22 SES 12 F JS, New Public Management and Standardization in Higher Educaton in Europe: Implications for Academic Work and Graduate Employability
Symposium Joint Session NW 22 with NW 23
Recent studies have indicated that the changes in European higher education systems are reshaping the nature of academic work (De Boer et al. 2007). New Public Management reforms have spurred changes across different European countries. Particularly standardization of performance criteria, efficiency gains as well as accountability measures such as evaluation of academic staff performance have led to increasing expectations when it comes to academic productivity in general and research productivity in particular. At the same time, the demands for performance and need to attract external funding also increased the workloads of academics as well as expanded their roles to include more valorization and administrative activities next to the traditional roles of teaching and research (Leisyte 2015). As a result, time allocation for various academic tasks becomes imbalanced. If this occurs at the expense of research and valorization, which generally result in more measurable outputs, it may disadvantage academics as appointment and promotion criteria depend heavily on research productivity (Leisyte and Horta, 2011). In such a context, a gendered academic task division can be observed. Recent studies found that female academics are more involved in teaching and administrative roles and have less time for research (e.g. Barrett and Barrett 2011). This may lead to less productivity and therefore create new gender inequalities in academic career advancement. This study investigates the changing pattern of academic roles in the Dutch higher education system and its gender implications. Our research question is: How are different academic roles distributed by gender in different disciplines? How does the social differentiation of academic tasks influence research productivity? Using interviews with human resources managers and a survey conducted with the academic staff across three Dutch universities (n=540) we aim to understand whether the expansion thesis of academic roles holds true at the Dutch universities and across disciplines? And if expansion of academic roles affects academic productivity of gender groups differently? This study contributes to the more nuanced understanding of changes in the academic work in the context of New Public Management reforms as well as academic productivity studies as it takes explicitly gender dimension into account.

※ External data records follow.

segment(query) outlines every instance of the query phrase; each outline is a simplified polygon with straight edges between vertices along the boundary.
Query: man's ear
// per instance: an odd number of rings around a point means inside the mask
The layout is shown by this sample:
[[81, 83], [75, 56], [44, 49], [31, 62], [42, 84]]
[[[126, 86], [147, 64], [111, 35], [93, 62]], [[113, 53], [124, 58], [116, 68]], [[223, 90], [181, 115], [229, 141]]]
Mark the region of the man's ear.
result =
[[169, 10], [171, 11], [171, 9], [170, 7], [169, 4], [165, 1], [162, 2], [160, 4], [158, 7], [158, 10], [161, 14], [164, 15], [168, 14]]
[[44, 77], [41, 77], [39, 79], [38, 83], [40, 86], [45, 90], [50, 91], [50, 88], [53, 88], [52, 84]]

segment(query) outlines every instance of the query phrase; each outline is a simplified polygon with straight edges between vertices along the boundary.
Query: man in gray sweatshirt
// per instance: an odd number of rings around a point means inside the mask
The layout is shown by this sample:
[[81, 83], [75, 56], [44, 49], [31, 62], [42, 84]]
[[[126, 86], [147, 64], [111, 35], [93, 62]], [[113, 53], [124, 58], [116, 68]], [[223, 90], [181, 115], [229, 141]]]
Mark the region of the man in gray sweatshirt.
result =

Barrett, L., & Barrett, P. (2011). Women and academic workloads: Career slow lane or cul-de-sac? Higher Education, 61: 141–155. Boer, H. F. de; Enders, J.; Leisyte, L. (2007): Public Sector Reform in Dutch Higher Education: The Organizational Transformation of the University. In: Public Administration, 85, 1, pp. 27-46. Leisyte, L. (2015): Changing academic identities in the context of a managerial university – bridging the duality between professions and organizations. Evidence from the U.S. and Europe. In: Cummings, W. K.; Teichler, U. (eds.): The relevance of academic work in comparative perspective. Dordrecht: Springer International Publishing, pp. 59-73. Leisyte, L.; Horta, H. (2011): Introduction to the Special Issue: ‘Academic knowledge production, diffusion and commercialization policies and practices’. In: Science and Public Policy, 38 (6), pp. 422-424.